Tuesday October 15, 2024
There’s something deeply timeless about Susan Muranty’s Summer Moon. It feels like a song that could have been written a century ago or a minute ago, its themes eternal and elemental, like the moon itself.
What Muranty has done here is capture the pulse of the night, that feeling we all get when the sun dips below the horizon and the world shifts into something slower, more mysterious. From the very first chord, a clean guitar strum that cuts through the night air like a whisper, Summer Moon hooks you in with its simplicity.
Muranty’s voice is at once intimate and expansive, inviting you into a private world while speaking to something universal. She starts small, describing the falling darkness and the flashing of suburban sirens, and you’re right there with her. But before long, the song takes you somewhere deeper, into the primal pull of the moon, the tides, the ancient rhythms of nature that connect us all. What’s striking about Summer Moon is how it builds.
The verses are minimalist, almost conversational, but there’s tension in them, a quiet intensity that grows with each line. And then the chorus hits, and it’s like Muranty is throwing open the doors to the night sky. ‘I’m not singing lullabies, no way. I’m throwing off the night into the Milky Way,’ she sings, and it’s pure release.
The chorus isn’t just a melody—it’s an invocation, a call to abandon the constraints of the everyday and embrace something larger. The production is carefully restrained. There are echoes of retro pop balladry here, but nothing feels nostalgic. Instead, the track blends old and new seamlessly, creating a sound that’s both familiar and fresh. The guitar work is particularly notable, adding texture without overshadowing Muranty’s voice, which remains the emotional core of the song. And then there are the lyrics, which move effortlessly between the personal and the cosmic.
Muranty doesn’t just sing about longing—she makes it physical, visceral. ‘Fingers tracing ancient stories. Moonbeams in fluoro white,’ she sings, and suddenly you’re not just listening to a song, you’re experiencing it.
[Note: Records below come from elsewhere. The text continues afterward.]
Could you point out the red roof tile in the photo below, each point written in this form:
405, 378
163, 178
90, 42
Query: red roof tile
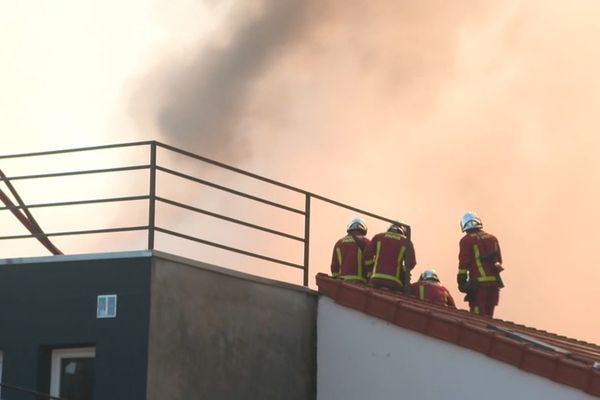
561, 359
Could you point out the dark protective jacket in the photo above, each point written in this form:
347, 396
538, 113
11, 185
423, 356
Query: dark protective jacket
390, 253
432, 291
478, 253
348, 261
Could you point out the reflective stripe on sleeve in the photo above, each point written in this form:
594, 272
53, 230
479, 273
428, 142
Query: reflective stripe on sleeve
387, 278
477, 254
376, 257
359, 261
399, 261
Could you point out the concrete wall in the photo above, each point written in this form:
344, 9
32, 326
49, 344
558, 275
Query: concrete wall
361, 357
217, 334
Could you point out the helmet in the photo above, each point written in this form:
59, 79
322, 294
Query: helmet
470, 220
357, 224
429, 275
397, 227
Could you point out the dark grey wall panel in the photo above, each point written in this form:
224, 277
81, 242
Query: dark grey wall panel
47, 305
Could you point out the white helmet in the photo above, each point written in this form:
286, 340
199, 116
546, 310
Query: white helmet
429, 275
357, 224
470, 220
397, 227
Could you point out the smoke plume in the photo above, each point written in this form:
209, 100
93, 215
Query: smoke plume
420, 111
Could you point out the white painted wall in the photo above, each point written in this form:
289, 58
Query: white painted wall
361, 357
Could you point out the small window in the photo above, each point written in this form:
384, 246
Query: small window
106, 306
72, 373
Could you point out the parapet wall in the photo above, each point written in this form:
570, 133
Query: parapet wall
219, 334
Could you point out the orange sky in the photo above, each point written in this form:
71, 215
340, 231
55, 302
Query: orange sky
413, 110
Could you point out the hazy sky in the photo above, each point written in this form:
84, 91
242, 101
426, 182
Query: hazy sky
412, 110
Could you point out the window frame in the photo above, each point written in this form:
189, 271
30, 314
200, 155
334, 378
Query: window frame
56, 358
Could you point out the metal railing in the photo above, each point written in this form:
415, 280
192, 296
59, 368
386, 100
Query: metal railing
153, 167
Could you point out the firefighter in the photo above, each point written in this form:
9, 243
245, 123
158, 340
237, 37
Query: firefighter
392, 256
429, 288
348, 261
479, 266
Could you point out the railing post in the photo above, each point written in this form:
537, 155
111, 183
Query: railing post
306, 237
152, 196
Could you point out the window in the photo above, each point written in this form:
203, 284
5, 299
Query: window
72, 373
106, 306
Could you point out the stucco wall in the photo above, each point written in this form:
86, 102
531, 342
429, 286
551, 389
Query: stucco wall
216, 334
361, 357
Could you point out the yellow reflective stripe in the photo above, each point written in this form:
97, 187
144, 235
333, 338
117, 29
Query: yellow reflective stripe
376, 258
353, 278
399, 261
478, 261
387, 277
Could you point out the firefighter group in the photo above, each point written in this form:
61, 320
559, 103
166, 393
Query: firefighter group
388, 258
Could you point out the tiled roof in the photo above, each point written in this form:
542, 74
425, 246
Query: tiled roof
561, 359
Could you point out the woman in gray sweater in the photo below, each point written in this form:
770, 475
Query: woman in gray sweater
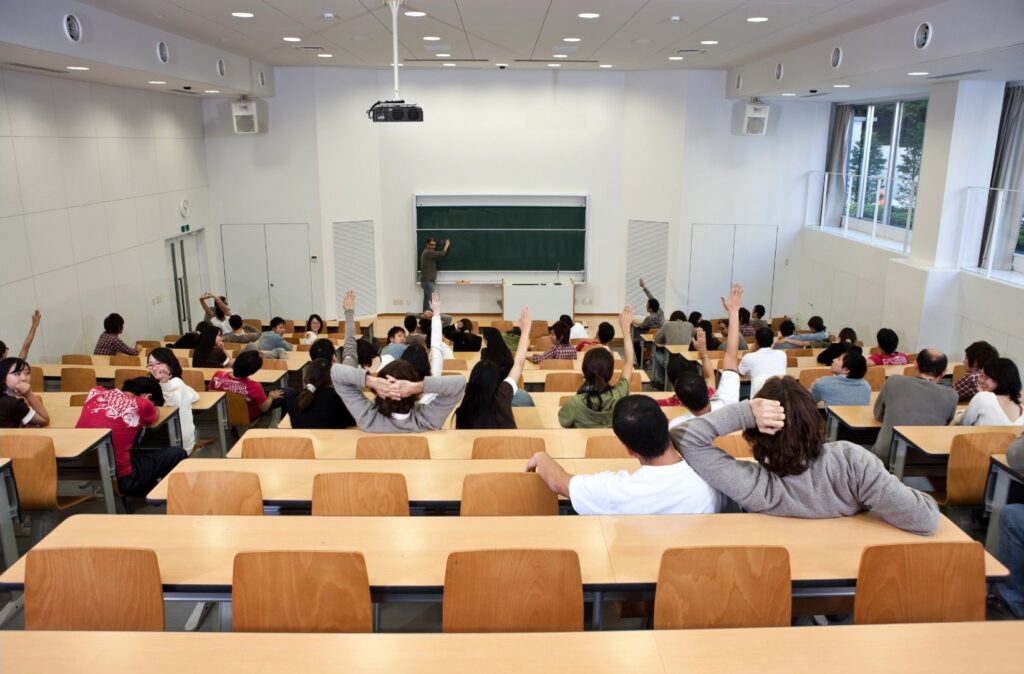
795, 474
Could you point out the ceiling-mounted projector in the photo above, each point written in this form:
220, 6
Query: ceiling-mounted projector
394, 111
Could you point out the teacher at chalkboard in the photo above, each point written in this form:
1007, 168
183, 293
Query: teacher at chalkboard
428, 268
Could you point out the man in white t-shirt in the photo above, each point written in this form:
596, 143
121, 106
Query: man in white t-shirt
764, 363
665, 483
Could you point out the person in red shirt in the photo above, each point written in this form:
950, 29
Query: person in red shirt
248, 364
126, 413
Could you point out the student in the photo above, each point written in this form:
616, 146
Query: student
975, 357
665, 483
19, 406
29, 338
248, 364
317, 405
219, 313
677, 331
395, 342
591, 407
605, 333
763, 363
209, 351
918, 401
847, 386
126, 413
487, 403
794, 473
888, 342
314, 325
560, 348
241, 333
110, 343
997, 402
164, 367
847, 341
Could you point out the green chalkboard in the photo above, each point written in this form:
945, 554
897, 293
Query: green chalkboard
506, 238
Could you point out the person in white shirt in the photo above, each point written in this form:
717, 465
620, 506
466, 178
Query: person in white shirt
763, 363
997, 402
665, 483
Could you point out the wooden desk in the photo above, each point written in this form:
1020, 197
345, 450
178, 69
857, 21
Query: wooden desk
290, 481
935, 441
940, 647
561, 444
72, 445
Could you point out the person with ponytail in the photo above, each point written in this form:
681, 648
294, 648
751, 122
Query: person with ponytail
592, 406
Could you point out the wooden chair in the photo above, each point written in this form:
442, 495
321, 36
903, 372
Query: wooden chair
35, 466
392, 447
734, 445
121, 375
360, 495
568, 382
77, 380
93, 589
278, 448
507, 447
513, 591
507, 495
811, 375
606, 447
214, 493
921, 583
720, 587
300, 591
876, 377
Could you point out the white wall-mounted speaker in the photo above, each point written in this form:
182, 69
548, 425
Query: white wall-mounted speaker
245, 118
756, 120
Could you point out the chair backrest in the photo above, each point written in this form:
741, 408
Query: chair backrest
567, 382
729, 586
506, 495
507, 447
293, 591
921, 583
360, 495
278, 448
194, 379
214, 493
734, 445
513, 591
35, 465
811, 375
77, 380
605, 447
392, 447
121, 375
93, 589
876, 377
969, 465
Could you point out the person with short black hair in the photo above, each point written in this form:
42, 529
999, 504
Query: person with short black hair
110, 342
975, 357
918, 401
664, 483
847, 386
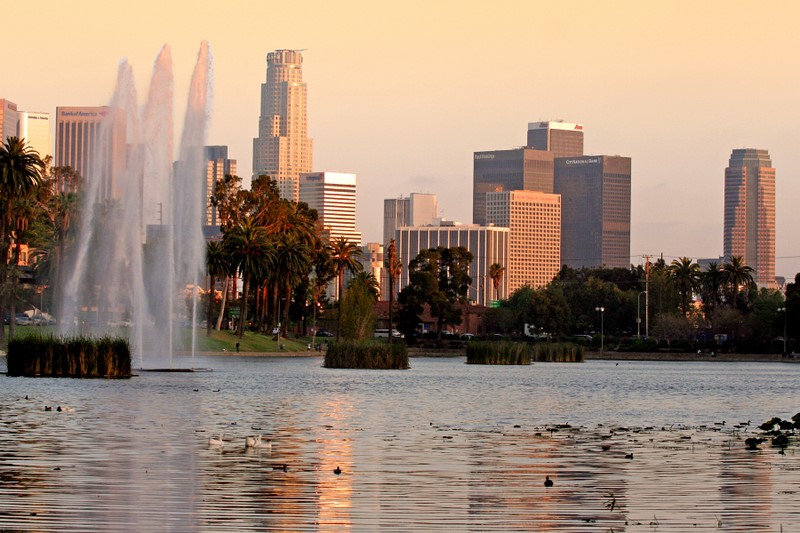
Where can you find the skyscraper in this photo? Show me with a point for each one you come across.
(595, 210)
(418, 209)
(564, 139)
(749, 229)
(35, 129)
(79, 133)
(333, 195)
(534, 218)
(217, 166)
(8, 120)
(282, 149)
(509, 170)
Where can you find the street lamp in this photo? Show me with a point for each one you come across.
(638, 319)
(602, 333)
(783, 310)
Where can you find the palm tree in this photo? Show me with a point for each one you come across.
(686, 274)
(737, 276)
(21, 173)
(344, 256)
(496, 272)
(252, 254)
(217, 264)
(393, 267)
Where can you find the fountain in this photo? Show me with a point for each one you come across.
(140, 252)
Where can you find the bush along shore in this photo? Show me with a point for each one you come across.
(77, 357)
(522, 353)
(367, 354)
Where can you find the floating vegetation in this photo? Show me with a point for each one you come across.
(366, 354)
(78, 357)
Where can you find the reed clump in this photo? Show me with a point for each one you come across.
(77, 357)
(366, 354)
(558, 352)
(499, 353)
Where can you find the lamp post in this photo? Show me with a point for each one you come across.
(602, 333)
(638, 317)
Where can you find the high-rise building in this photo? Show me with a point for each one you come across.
(282, 149)
(564, 139)
(8, 120)
(79, 133)
(509, 170)
(749, 230)
(534, 218)
(217, 166)
(595, 210)
(418, 209)
(488, 245)
(35, 129)
(333, 195)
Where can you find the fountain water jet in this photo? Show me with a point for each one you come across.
(140, 242)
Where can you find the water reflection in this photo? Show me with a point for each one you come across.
(444, 446)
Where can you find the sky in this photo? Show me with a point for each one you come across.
(403, 93)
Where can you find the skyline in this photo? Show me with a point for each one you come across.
(403, 98)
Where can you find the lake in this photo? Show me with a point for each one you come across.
(444, 446)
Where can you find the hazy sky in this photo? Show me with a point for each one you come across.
(403, 93)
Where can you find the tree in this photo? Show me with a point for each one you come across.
(252, 254)
(496, 272)
(217, 264)
(686, 274)
(21, 173)
(344, 256)
(440, 278)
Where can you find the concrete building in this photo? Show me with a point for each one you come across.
(418, 209)
(534, 218)
(564, 139)
(217, 166)
(8, 120)
(595, 210)
(79, 133)
(282, 149)
(35, 129)
(333, 195)
(749, 225)
(509, 170)
(488, 245)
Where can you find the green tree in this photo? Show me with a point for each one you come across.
(344, 256)
(21, 173)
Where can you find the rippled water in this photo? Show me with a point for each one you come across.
(444, 446)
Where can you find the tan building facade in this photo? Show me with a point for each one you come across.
(749, 225)
(282, 149)
(534, 219)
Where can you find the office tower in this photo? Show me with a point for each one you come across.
(595, 210)
(333, 195)
(8, 120)
(282, 149)
(80, 131)
(217, 166)
(509, 170)
(749, 230)
(488, 245)
(534, 218)
(564, 139)
(35, 129)
(419, 209)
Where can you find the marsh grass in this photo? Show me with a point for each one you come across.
(367, 354)
(522, 353)
(79, 357)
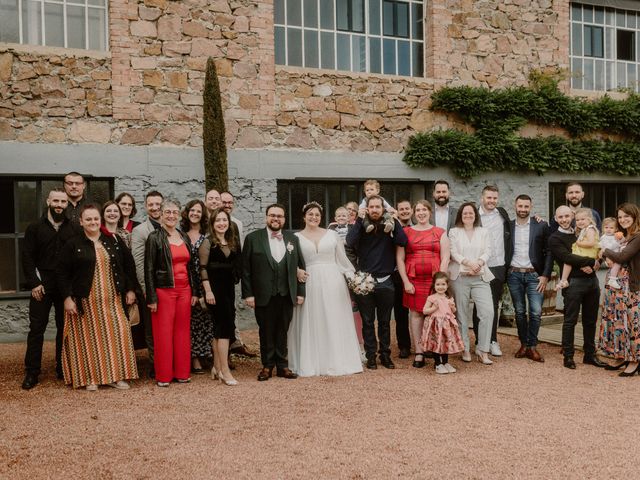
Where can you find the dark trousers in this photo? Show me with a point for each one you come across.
(401, 314)
(38, 320)
(378, 303)
(581, 293)
(273, 324)
(497, 287)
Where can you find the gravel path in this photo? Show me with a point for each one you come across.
(515, 419)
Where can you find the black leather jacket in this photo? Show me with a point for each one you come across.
(158, 265)
(78, 263)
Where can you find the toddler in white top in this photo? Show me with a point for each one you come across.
(614, 241)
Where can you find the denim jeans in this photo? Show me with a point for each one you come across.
(522, 287)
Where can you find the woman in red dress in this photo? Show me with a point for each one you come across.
(426, 253)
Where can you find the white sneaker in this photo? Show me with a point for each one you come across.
(441, 369)
(613, 283)
(120, 385)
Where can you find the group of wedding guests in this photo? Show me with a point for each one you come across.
(103, 272)
(177, 272)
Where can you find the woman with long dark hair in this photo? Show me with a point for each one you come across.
(220, 263)
(620, 325)
(195, 223)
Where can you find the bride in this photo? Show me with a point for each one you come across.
(322, 337)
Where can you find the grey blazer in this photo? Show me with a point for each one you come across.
(138, 240)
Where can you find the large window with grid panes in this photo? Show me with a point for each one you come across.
(375, 36)
(605, 40)
(24, 199)
(56, 23)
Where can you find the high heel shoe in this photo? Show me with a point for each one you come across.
(632, 373)
(231, 382)
(616, 367)
(483, 358)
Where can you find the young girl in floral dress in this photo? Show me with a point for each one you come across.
(440, 333)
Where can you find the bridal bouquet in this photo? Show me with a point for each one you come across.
(361, 283)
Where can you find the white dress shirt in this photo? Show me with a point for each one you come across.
(441, 216)
(277, 247)
(493, 222)
(521, 245)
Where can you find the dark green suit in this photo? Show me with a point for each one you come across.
(275, 286)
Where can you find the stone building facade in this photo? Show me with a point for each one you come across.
(133, 113)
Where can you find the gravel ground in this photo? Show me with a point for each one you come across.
(515, 419)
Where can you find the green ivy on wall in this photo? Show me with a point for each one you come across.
(497, 115)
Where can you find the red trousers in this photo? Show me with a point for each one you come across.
(171, 325)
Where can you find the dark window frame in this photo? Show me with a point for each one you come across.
(18, 235)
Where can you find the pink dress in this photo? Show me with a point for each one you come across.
(440, 333)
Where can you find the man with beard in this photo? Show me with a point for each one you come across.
(583, 291)
(152, 204)
(43, 241)
(574, 194)
(400, 312)
(376, 253)
(74, 187)
(530, 269)
(270, 262)
(444, 215)
(496, 220)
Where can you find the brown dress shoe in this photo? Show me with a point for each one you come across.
(532, 354)
(286, 373)
(265, 374)
(521, 353)
(242, 350)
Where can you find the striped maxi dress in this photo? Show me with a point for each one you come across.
(97, 346)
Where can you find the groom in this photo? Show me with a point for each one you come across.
(270, 260)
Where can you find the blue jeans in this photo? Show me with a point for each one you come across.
(522, 286)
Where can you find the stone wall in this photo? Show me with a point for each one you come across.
(496, 42)
(147, 90)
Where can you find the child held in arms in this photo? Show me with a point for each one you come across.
(372, 188)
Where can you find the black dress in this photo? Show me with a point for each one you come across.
(221, 266)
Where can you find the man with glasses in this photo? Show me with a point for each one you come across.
(74, 187)
(270, 261)
(152, 203)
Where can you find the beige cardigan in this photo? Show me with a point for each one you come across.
(478, 248)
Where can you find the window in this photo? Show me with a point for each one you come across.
(603, 197)
(377, 36)
(603, 47)
(56, 23)
(333, 194)
(25, 198)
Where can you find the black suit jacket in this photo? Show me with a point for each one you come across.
(539, 253)
(507, 234)
(258, 267)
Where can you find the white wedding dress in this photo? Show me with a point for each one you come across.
(322, 336)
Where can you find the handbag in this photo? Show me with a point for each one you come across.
(134, 314)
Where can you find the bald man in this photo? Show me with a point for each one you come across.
(583, 291)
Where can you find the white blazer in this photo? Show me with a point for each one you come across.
(463, 248)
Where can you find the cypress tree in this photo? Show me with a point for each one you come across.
(216, 173)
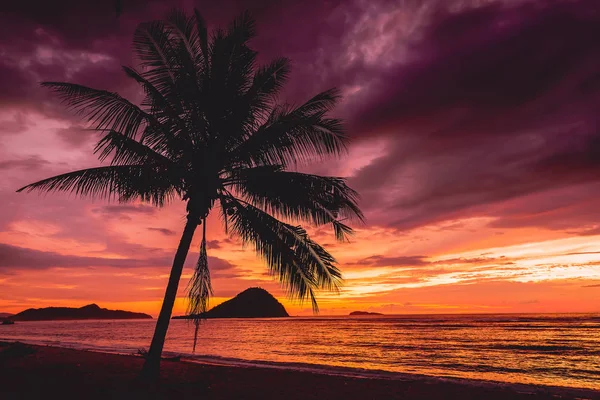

The moon, the tides, the night sky—they’re all right there, tangible, real. In a time when so much of pop music is disposable, designed to be forgotten as soon as the next hook comes along, Summer Moon feels like a return to something deeper.
It’s a song that stays with you, lingers in the back of your mind like the memory of a warm summer night. Susan Muranty has crafted a song that feels both personal and expansive, balancing intimacy with a sense of wider connection. It’s a track that resonates in the moment but has a lasting, timeless quality.